3. The networks are the same as described in (B) with additional drug conditions: cisplatin (CSPL), doxorubicin (DXRB), hydroxyurea (HYDX), zeocin (ZEOC), bleomycin (BLMC), and 4NQO. The no‐drug condition was omitted from this figure as it showed no significant condition‐dependent genetic interactions with DMSO. GIS profiles were hierarchically clustered using maximum distance and complete linkage, with the resulting dendrogram shown on the left. Data for individual differential interactions are available in Tables EV5 and EV6. This figure was generated with Cytoscape (Shannon et al, 2009) and R scripts (R Core Team, 2017).

Figure EV5. Calling differential genetic interactions

1. Distribution of ∆Z _GIS for neutral pairs compared to DNA repair pairs. The distribution amongst neutral pairs was used to calculate a P‐value for ∆Z _GIS amongst DNA repair pairs, which was then converted to an FDR for each differential interaction (see Materials and Methods; Table EV6). An additional effect‐size cutoff of |∆GIS| > 0.1 was added to call differential genetic interactions in Fig 3 and Table EV5.

2. Distribution of significant differential genetic interaction calls per gene.

3. Distribution of significant differential genetic interaction calls involving a reversal of direction (i.e., from positive to negative or vice versa) by gene. RAD5 is involved in 47 differential genetic interactions with a reversal of direction.

4. Summary of significant genetic interactions of RAD5 with MUS81, MMS4, RAD51, RAD54, or RAD55 in different conditions. Edges represent genetic interaction type and are labeled by conditions in which significant genetic interactions were found for the corresponding pair and direction.

Figure 4. Shu complex condition‐dependent genetic interactions with MAG1, SLX4, PPH3, and RAD53

1. Pleiotropic participation of the Shu complex in DNA replication and repair pathways.

2. Network showing condition‐dependent genetic interactions inferred from BFG‐GI for the indicated conditions.

3. Confirmation of interactions between the Shu complex, MAG1, and SLX4 using spot dilution assays including single and double mutants exposed to the indicated drugs for 48 h. Orange, blue, and red boxes indicate genetic interactions of Shu complex members with MAG1 and SLX4, and of MAG1 with SLX4, respectively.

4. Schematic of potential functional connections between the Shu complex and SLX4. As with deletion of SLX4 or PPH3, deletion of Shu complex members may lead to hyperphosphorylation and hyperactivation of Rad53, resulting in increased sensitivity to MMS.
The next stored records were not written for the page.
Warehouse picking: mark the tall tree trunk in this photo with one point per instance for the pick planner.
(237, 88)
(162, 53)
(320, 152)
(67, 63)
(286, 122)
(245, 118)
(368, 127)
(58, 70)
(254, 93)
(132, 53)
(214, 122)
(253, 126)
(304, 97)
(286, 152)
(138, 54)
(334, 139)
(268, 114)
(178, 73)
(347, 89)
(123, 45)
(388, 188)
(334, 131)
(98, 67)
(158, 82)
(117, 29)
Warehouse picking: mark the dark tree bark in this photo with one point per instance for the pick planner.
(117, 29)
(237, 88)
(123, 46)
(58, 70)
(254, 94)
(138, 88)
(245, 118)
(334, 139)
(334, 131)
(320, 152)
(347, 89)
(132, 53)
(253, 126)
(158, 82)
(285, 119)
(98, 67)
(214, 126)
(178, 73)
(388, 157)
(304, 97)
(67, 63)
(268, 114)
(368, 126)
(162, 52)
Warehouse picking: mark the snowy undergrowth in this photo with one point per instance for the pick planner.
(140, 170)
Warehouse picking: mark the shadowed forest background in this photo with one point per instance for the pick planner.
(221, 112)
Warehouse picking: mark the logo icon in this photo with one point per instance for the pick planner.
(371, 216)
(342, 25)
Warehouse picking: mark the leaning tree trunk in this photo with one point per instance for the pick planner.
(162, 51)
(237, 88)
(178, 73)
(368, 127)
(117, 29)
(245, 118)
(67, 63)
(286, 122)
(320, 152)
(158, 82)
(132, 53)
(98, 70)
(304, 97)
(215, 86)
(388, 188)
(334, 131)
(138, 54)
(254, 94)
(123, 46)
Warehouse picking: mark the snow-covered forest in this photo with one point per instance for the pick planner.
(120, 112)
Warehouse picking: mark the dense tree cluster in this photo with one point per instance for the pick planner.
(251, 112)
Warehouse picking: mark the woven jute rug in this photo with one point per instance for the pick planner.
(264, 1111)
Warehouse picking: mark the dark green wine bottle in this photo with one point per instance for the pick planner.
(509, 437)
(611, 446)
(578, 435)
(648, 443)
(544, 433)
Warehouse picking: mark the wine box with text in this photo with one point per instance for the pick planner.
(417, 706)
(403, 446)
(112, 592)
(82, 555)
5. Spot dilution assays showing genetic interactions of Shu complex genes/pph3Δ double mutants and corresponding single mutants exposed to MMS at the indicated concentration for 48 h.
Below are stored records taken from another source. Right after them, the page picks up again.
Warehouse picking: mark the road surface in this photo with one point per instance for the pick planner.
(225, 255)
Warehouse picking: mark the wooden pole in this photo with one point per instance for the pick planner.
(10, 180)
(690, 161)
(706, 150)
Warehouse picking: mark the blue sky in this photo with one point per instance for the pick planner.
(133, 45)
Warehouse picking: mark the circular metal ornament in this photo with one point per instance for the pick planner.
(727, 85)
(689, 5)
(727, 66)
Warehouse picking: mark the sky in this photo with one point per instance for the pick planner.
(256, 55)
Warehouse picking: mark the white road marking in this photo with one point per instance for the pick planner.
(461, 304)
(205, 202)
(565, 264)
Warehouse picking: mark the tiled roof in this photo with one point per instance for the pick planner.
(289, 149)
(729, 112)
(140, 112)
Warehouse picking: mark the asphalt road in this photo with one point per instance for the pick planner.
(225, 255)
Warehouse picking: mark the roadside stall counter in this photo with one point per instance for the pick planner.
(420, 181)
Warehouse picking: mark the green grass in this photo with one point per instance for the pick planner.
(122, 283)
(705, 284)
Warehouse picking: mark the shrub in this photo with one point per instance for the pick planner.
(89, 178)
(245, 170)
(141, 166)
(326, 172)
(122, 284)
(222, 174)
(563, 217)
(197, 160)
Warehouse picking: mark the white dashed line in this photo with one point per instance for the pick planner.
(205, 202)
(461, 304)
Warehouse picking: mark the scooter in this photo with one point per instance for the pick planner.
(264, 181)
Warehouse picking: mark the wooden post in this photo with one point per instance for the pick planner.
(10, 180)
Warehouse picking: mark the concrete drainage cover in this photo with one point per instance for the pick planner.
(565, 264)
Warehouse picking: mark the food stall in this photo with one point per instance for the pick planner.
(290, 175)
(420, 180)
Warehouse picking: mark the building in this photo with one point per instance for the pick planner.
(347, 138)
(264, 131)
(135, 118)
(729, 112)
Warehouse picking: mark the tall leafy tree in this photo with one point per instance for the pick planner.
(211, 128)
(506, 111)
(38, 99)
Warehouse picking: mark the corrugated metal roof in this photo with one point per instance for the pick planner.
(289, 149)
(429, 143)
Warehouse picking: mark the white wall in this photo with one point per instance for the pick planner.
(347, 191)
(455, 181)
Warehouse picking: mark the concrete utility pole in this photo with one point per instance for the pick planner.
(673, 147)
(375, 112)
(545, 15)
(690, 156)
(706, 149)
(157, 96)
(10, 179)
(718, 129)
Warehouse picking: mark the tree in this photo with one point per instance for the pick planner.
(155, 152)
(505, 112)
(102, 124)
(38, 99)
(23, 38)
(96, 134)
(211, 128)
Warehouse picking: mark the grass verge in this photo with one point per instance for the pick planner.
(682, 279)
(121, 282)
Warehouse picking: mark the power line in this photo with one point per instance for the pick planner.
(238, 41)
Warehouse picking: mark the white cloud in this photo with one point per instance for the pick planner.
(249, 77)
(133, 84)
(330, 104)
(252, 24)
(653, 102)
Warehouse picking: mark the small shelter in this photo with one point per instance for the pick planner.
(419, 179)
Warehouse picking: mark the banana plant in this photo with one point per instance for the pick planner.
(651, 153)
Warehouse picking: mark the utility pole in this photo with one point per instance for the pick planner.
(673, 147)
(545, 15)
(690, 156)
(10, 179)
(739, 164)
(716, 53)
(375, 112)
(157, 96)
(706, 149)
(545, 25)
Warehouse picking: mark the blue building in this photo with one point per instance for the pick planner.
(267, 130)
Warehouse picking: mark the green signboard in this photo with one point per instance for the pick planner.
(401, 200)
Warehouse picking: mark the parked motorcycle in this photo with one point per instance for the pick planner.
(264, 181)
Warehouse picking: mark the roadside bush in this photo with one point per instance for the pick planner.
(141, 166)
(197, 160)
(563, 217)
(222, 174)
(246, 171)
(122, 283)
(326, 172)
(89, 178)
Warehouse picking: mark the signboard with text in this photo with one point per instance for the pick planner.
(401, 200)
6. Western blot assays showing hyperphosphorylation of Rad53 in csm2Δ, psy3Δ, shu1Δ, and slx4Δ strains following treatment with 0.03% MMS. Note increased intensity of Rad53‐P bands compared with the Rad53 bands.

7. Spot dilution assays of Shu complex mutants expressing a hypomorphic rad53‐R605A allele (rad53‐R605A‐6xHis‐3xFLAG‐kanMX6) compared with a wild‐type RAD53 allele (RAD53‐6xHis‐3xFLAG‐kanMX6). Cells were exposed to MMS at the indicated concentration for 60 h.

Source data are available online for this figure.